Fake news, avvistamenti inesistenti e allarmismo sui social. "Altro che libero, chi viene qui a fare violenza deve essere rispedito al proprio Paese”, afferma sul suo profilo Facebook il ministro Matteo Salvini, cavalcando l’ultimo caso di cronaca: quello del giovane che negli ultimi giorni ha aggredito quattro donne a San Lorenzo, tra cui una donna colpita mentre si trovava in bici.

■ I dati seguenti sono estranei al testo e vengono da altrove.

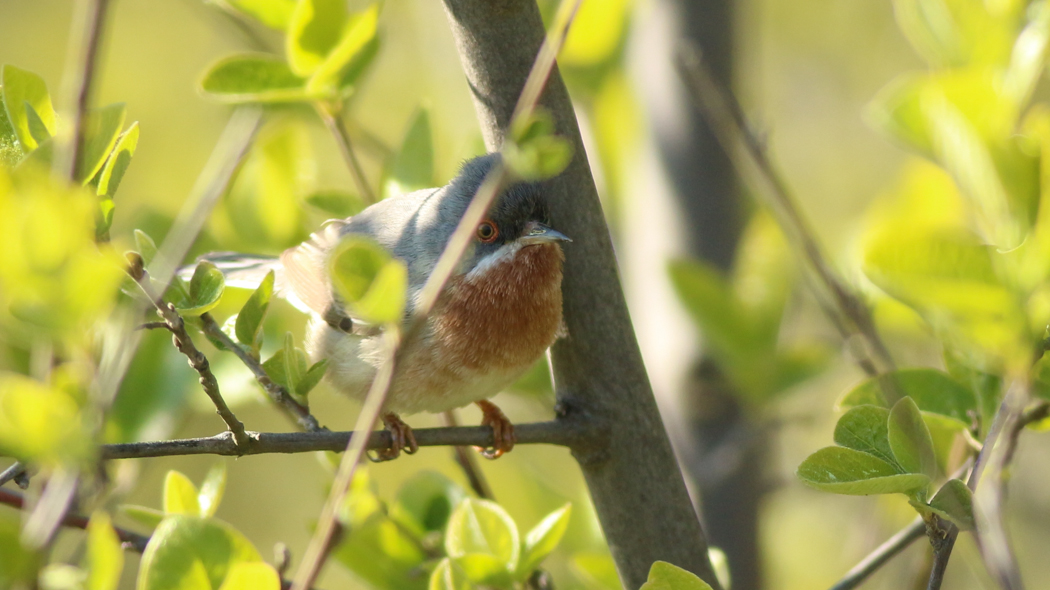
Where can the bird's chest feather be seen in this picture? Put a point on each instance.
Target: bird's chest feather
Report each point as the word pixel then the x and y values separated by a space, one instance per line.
pixel 506 317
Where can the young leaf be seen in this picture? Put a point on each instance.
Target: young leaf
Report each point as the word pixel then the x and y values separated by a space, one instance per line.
pixel 864 428
pixel 274 14
pixel 101 129
pixel 480 526
pixel 932 391
pixel 542 540
pixel 311 378
pixel 372 282
pixel 954 502
pixel 336 203
pixel 315 27
pixel 356 36
pixel 425 501
pixel 253 78
pixel 251 576
pixel 909 439
pixel 211 489
pixel 118 163
pixel 180 494
pixel 206 289
pixel 249 319
pixel 189 551
pixel 667 576
pixel 413 166
pixel 854 472
pixel 448 576
pixel 104 559
pixel 23 89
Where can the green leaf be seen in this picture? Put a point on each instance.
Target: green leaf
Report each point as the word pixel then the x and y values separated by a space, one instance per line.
pixel 251 576
pixel 372 282
pixel 102 127
pixel 211 489
pixel 249 322
pixel 118 163
pixel 192 553
pixel 425 501
pixel 854 472
pixel 954 502
pixel 337 203
pixel 667 576
pixel 413 166
pixel 542 540
pixel 180 494
pixel 932 391
pixel 23 89
pixel 104 559
pixel 909 439
pixel 206 289
pixel 315 28
pixel 253 78
pixel 355 39
pixel 311 378
pixel 274 14
pixel 448 576
pixel 147 517
pixel 480 526
pixel 864 428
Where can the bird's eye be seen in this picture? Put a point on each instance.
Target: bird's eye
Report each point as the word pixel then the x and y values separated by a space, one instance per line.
pixel 487 232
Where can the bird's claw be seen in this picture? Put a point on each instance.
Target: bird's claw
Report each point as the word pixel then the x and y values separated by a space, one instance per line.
pixel 503 430
pixel 401 439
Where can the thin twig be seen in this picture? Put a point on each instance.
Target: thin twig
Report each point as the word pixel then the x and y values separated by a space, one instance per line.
pixel 883 553
pixel 276 393
pixel 468 462
pixel 132 540
pixel 334 122
pixel 730 125
pixel 84 53
pixel 495 181
pixel 197 360
pixel 561 433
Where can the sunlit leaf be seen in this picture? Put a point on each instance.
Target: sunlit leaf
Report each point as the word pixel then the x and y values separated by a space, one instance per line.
pixel 954 502
pixel 413 166
pixel 542 540
pixel 192 553
pixel 180 494
pixel 668 576
pixel 23 89
pixel 845 470
pixel 480 526
pixel 253 78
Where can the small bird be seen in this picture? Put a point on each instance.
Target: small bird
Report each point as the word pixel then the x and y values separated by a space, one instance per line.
pixel 501 310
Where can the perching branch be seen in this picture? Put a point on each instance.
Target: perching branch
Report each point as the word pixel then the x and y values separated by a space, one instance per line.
pixel 80 80
pixel 276 393
pixel 730 125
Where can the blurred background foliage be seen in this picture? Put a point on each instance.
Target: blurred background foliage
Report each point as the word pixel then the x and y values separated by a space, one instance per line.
pixel 805 70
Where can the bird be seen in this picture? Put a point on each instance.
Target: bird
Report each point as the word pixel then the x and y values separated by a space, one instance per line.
pixel 500 312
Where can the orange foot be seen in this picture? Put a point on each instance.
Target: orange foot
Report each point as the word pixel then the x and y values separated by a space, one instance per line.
pixel 401 437
pixel 503 430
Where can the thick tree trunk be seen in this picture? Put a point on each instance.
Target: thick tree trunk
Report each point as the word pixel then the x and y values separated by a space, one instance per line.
pixel 634 481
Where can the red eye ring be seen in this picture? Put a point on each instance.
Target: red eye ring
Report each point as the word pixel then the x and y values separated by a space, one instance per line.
pixel 487 232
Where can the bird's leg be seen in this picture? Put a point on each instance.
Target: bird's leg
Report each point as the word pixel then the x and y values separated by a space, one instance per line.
pixel 503 430
pixel 401 439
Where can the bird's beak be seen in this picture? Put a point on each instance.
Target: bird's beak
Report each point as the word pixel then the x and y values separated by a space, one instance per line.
pixel 539 233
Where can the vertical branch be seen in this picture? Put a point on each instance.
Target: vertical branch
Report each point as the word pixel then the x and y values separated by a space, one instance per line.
pixel 80 79
pixel 631 471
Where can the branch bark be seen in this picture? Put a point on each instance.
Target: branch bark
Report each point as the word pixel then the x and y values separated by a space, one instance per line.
pixel 633 479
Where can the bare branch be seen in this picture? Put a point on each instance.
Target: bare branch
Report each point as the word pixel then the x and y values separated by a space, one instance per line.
pixel 80 79
pixel 730 125
pixel 276 393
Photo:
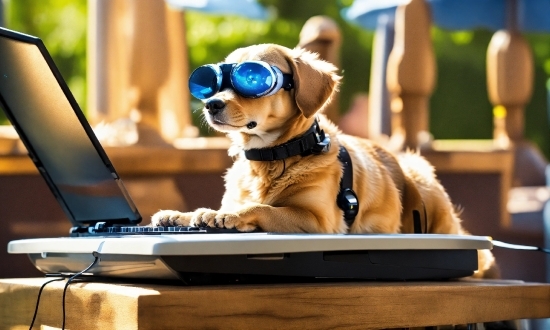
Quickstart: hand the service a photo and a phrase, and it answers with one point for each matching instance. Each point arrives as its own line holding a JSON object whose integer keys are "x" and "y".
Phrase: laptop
{"x": 62, "y": 145}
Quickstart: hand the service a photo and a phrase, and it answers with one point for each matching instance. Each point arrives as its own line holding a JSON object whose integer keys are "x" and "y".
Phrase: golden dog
{"x": 298, "y": 194}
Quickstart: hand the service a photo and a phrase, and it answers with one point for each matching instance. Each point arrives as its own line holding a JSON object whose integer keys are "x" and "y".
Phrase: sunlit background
{"x": 459, "y": 107}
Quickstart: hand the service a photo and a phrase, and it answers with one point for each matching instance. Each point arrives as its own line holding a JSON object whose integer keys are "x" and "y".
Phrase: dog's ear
{"x": 315, "y": 81}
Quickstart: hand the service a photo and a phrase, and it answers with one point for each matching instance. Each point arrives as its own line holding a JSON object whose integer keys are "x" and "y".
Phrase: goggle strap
{"x": 279, "y": 79}
{"x": 226, "y": 71}
{"x": 288, "y": 82}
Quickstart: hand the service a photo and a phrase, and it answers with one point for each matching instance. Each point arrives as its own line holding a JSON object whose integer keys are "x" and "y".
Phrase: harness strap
{"x": 347, "y": 200}
{"x": 313, "y": 141}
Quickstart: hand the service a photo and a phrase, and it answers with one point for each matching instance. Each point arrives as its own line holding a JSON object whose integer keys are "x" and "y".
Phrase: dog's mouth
{"x": 223, "y": 125}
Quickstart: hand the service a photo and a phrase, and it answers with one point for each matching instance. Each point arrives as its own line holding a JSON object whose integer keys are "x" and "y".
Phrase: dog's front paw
{"x": 220, "y": 219}
{"x": 170, "y": 218}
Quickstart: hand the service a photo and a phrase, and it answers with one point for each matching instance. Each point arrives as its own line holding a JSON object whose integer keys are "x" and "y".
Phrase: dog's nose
{"x": 214, "y": 106}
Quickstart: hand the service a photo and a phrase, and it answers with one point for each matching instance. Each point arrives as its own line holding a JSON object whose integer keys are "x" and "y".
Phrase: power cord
{"x": 63, "y": 276}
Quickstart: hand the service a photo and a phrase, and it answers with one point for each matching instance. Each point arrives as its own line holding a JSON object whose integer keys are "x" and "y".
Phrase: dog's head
{"x": 269, "y": 120}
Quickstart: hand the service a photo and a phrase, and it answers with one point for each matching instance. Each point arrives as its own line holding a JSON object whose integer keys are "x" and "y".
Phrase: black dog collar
{"x": 314, "y": 141}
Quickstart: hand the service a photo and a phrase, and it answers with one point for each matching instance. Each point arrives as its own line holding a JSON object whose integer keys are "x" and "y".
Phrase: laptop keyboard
{"x": 101, "y": 230}
{"x": 144, "y": 230}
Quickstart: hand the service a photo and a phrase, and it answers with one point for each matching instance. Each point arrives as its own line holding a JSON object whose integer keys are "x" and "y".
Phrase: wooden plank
{"x": 365, "y": 305}
{"x": 201, "y": 155}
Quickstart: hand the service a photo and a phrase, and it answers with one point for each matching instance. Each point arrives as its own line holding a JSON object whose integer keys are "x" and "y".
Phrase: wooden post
{"x": 411, "y": 73}
{"x": 321, "y": 34}
{"x": 137, "y": 68}
{"x": 509, "y": 83}
{"x": 379, "y": 123}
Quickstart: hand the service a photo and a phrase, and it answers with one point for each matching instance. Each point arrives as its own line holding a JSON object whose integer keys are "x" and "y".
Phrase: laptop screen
{"x": 57, "y": 136}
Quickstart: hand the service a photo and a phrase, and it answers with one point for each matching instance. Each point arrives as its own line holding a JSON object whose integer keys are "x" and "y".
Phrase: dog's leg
{"x": 171, "y": 218}
{"x": 270, "y": 219}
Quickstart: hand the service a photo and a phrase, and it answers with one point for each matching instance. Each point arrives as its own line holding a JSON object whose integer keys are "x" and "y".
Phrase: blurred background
{"x": 460, "y": 108}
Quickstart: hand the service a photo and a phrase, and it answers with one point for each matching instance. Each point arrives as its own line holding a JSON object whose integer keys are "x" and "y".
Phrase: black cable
{"x": 71, "y": 278}
{"x": 96, "y": 256}
{"x": 38, "y": 299}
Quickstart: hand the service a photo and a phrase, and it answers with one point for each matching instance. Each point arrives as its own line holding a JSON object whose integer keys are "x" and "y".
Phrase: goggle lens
{"x": 252, "y": 79}
{"x": 205, "y": 81}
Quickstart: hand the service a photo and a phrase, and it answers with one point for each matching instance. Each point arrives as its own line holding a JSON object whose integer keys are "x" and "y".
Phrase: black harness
{"x": 315, "y": 141}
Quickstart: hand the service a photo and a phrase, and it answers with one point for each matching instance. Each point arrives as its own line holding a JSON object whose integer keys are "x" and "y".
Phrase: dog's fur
{"x": 298, "y": 194}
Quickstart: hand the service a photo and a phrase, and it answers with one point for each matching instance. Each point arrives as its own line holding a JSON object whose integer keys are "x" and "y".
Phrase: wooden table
{"x": 365, "y": 305}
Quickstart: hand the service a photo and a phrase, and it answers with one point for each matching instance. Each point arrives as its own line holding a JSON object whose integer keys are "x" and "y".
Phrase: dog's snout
{"x": 214, "y": 106}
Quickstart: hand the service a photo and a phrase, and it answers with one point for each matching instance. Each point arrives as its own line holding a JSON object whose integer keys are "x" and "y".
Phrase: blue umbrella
{"x": 247, "y": 8}
{"x": 530, "y": 15}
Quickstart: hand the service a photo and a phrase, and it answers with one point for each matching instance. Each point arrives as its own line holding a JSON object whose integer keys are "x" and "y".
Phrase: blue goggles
{"x": 251, "y": 79}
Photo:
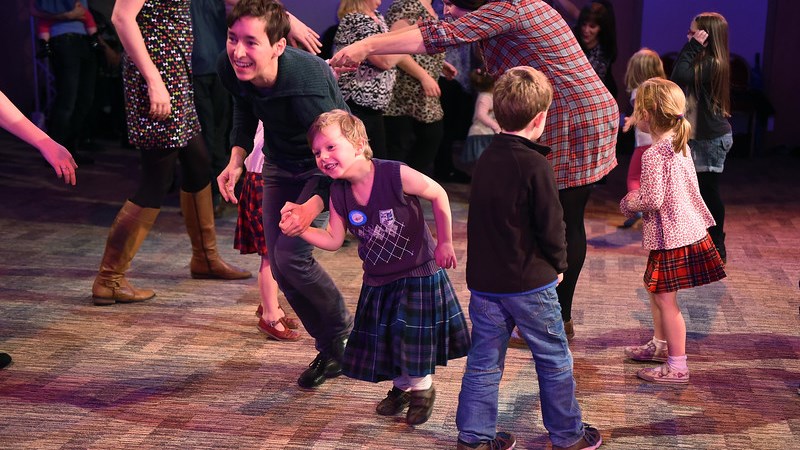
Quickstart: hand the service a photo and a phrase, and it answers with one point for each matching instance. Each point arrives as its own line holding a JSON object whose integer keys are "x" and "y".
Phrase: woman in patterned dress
{"x": 414, "y": 125}
{"x": 163, "y": 125}
{"x": 582, "y": 122}
{"x": 368, "y": 89}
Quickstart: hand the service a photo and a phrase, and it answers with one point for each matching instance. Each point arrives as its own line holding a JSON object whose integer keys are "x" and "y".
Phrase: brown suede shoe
{"x": 421, "y": 406}
{"x": 287, "y": 334}
{"x": 394, "y": 403}
{"x": 590, "y": 441}
{"x": 288, "y": 322}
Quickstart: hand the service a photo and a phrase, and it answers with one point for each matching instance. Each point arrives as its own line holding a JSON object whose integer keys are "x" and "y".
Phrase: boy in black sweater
{"x": 516, "y": 255}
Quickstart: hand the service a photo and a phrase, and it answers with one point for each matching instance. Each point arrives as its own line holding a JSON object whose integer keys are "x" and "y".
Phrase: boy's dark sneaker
{"x": 501, "y": 441}
{"x": 591, "y": 440}
{"x": 322, "y": 368}
{"x": 394, "y": 403}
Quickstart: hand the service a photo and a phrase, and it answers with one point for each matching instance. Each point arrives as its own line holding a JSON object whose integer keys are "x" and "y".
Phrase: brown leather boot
{"x": 126, "y": 235}
{"x": 198, "y": 213}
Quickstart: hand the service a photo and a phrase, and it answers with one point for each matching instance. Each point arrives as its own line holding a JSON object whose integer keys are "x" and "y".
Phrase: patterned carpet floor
{"x": 188, "y": 369}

Nei gruppi social di quartiere c’è chi giura di averlo visto in libertà e chi da ore diffonde la sua foto. In realtà, il 22enne da giovedì è ricoverato presso il Policlinico Umberto I, dove è stato sottoposto a trattamento sanitario obbligatorio. Da lì non è mai uscito. Questo, però, non ha fermato l’ondata di rabbia – comprensibile – che si è trasformata nell’ennesimo appello alla “remigrazione”.
San Lorenzo, uomo incappucciato tira un pugno in faccia a una mamma con il bimbo in bicicletta
M. M. è stato dichiarato incompatibile con la detenzione al Cpr di Ponte Galeria per le sue condizioni psichiche. Ma soprattutto non può essere rimpatriato, perché nessuno conosce con certezza la sua terra d’origine. L’uomo, seguito anche dai servizi sociali del II Municipio, ha fornito nel tempo diverse versioni sui propri dati: ha detto di essere tunisino, albanese, inglese. In un caso ha spiegato di essere nato a Roma Termini, dove fino ad oggi ha vissuto come senza fissa dimora.